Broad Area Colloquium For AI-Geometry-Graphics-Robotics-Vision
(CS 528)


Agents in Space: The Autonomous Sciencecraft on EO-1

Steve Chien, JPL
May 2 , 2005, 4:15PM
TCSeq 201
http://graphics.stanford.edu/ba-colloquium/

Abstract

An Autonomous Science Agent has been flying onboard the Earth Observing One Spacecraft since 2003. This software enables the spacecraft to autonomously observe, detect, and respond to science events occurring on the Earth such as volcanoes, flooding, and sea ice breakup. This software, called the Autonomous Sciencecraft Experiment (ASE), includes AI software systems that perform science data analysis, deliberative planning, and run-time robust execution. ASE is in routine use controlling the EO-1 mission and has successfully acquired over a thousand images. More recently ASE has been integrated with dozens of other assets to form an earth observing sensorweb to to autonomously track volcanoes, floods, and wild fires. In this talk we describe the ASE software, how autonomous systems enable revolutionary new missions of space exploration, and areas of AI research central to space exploration.

About the Speaker

Dr. Steve Chien is a Principal Computer Scientist at the Jet Propulsion Laboratory, California Institute of Technology where he leads efforts in autonomous space systems and is the Principal Investigator for the Autonomous Sciencecraft Experiment. Dr. Chien is also an Adjunct Associate Professor with the Department of Computer Science of the University of Southern California and a Visiting Scholar at UCLA. He holds a B.S. with Highest Honors in Computer Science, with minors in Mathematics and Economics, M.S., and Ph.D. degrees in Computer Science, all from the University of Illinois.

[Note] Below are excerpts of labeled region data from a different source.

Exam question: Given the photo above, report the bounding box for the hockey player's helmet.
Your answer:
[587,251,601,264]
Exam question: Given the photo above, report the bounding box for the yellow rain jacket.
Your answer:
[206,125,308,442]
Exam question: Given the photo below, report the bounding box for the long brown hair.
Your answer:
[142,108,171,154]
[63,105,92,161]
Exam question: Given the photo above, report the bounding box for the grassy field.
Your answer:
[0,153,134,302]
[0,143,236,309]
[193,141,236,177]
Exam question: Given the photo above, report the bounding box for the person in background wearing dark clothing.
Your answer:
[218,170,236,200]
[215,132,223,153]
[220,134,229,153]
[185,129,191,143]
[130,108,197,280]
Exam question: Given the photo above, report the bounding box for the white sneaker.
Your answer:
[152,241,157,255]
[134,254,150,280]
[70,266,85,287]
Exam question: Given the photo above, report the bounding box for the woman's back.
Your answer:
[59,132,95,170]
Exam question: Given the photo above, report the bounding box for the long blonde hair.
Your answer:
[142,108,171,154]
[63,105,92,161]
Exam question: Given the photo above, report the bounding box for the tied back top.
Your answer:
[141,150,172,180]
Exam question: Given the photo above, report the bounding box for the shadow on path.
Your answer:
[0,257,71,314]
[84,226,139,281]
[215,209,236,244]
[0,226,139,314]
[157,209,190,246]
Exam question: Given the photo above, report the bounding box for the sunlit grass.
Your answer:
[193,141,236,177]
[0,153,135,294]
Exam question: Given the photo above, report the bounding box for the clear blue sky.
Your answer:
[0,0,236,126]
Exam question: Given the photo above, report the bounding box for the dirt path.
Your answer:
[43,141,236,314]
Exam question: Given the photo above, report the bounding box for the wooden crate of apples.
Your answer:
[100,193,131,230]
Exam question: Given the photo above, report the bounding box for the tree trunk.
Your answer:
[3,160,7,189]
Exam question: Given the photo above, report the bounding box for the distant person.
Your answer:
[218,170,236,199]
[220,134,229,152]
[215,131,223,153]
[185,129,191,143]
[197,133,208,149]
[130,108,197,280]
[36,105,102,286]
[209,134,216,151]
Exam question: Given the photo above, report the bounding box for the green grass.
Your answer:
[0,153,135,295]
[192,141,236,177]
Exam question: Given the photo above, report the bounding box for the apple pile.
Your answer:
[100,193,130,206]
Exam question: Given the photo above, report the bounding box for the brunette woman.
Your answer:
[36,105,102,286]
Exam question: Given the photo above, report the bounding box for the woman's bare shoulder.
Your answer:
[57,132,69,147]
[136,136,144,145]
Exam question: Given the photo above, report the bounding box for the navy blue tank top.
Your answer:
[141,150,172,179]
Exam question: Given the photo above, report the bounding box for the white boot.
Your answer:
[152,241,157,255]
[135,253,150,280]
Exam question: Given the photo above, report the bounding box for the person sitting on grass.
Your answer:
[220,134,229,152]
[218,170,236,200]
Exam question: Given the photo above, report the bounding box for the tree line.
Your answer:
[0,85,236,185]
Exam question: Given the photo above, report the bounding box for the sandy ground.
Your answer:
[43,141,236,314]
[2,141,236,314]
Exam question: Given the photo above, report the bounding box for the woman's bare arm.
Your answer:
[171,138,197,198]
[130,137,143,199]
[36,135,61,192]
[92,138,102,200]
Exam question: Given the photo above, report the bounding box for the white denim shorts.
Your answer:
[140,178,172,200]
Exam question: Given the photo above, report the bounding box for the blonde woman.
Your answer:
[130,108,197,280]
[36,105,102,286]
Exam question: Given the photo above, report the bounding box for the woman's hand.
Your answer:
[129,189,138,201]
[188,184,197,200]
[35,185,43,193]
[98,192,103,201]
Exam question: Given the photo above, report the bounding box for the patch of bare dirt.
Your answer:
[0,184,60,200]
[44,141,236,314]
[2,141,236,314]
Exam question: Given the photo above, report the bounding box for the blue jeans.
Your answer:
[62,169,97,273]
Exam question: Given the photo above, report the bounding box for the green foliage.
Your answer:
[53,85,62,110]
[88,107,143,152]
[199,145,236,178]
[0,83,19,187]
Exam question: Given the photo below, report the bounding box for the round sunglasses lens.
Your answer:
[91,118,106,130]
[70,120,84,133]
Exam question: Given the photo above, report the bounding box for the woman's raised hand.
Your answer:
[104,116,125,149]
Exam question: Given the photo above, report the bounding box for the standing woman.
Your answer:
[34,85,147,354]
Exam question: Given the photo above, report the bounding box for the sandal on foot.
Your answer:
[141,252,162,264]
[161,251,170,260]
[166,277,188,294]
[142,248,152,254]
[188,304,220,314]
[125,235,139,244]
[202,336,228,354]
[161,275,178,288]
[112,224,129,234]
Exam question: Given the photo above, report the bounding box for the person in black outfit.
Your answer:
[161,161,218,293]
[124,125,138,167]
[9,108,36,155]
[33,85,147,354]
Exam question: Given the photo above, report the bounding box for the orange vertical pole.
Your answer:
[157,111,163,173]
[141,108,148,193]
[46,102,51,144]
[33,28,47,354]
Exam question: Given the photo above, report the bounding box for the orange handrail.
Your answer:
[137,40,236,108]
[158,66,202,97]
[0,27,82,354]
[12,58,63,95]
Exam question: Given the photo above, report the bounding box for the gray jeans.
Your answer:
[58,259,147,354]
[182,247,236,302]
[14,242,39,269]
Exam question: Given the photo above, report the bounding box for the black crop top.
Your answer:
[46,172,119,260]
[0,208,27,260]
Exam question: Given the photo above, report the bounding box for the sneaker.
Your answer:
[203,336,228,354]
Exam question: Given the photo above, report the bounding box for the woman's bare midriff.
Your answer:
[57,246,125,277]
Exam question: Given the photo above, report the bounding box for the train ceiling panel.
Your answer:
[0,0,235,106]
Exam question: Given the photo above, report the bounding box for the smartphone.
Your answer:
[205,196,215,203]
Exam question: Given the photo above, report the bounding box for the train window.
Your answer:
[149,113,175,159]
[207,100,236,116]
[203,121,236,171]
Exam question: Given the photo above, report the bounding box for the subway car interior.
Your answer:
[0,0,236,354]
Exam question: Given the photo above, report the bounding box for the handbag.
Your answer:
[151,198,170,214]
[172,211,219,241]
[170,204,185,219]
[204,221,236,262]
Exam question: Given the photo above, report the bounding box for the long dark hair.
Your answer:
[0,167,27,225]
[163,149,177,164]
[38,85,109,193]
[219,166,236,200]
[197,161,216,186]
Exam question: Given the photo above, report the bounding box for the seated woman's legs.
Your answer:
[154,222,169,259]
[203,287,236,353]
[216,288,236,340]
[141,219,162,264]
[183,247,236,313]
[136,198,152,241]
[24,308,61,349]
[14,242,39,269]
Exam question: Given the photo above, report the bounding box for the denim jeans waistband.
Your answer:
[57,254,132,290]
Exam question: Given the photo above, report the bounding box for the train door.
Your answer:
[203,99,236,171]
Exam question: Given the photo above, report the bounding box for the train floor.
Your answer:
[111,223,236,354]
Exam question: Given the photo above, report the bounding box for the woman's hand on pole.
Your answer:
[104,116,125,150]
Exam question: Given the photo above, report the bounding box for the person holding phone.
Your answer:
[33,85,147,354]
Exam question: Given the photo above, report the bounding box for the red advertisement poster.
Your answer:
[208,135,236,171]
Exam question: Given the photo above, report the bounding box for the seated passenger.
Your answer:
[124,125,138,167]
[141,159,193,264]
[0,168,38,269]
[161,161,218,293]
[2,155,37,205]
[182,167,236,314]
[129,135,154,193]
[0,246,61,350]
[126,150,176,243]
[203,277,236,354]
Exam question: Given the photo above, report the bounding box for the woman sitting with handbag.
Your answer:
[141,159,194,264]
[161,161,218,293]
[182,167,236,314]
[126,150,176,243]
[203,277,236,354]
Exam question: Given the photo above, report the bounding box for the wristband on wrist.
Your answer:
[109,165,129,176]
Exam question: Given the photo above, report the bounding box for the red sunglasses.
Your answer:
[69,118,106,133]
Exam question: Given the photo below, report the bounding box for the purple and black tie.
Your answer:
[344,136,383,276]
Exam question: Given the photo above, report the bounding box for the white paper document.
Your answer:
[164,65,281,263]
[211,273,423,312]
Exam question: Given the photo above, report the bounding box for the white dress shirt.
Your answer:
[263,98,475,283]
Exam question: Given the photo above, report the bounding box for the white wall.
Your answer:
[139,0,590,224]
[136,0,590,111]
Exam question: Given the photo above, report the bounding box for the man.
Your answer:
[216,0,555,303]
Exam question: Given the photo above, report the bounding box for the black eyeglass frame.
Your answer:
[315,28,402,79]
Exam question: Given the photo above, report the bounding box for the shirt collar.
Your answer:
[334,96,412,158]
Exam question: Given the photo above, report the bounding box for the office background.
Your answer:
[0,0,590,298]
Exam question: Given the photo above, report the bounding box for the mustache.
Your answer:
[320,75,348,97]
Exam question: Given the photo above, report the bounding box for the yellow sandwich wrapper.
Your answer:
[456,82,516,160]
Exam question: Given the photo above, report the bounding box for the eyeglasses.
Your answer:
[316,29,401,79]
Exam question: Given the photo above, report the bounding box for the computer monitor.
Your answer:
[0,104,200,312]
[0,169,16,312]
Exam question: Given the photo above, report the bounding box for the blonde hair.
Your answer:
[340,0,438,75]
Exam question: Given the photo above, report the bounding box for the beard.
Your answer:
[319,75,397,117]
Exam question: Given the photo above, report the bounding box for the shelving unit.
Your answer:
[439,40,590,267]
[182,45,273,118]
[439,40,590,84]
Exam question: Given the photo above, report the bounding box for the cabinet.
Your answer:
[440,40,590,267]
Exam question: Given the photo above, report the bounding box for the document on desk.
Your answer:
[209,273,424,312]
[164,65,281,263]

Dr. Chien was a recipient of the 1995 Lew Allen Award for Excellence. In 1997, he received the NASA Exceptional Achievement Medal for his work in research and development of planning and scheduling systems for NASA. He is the Team Lead for the ASPEN Planning System , which received Honorable Mention in the 1999 Software of the Year Competition and was a contributor to the Remote Agent System which was a co-winner in the same 1999 competition. In 2000, he received the NASA Exceptional Service Medal for service and leadership in research and deployment of planning and scheduling systems for NASA.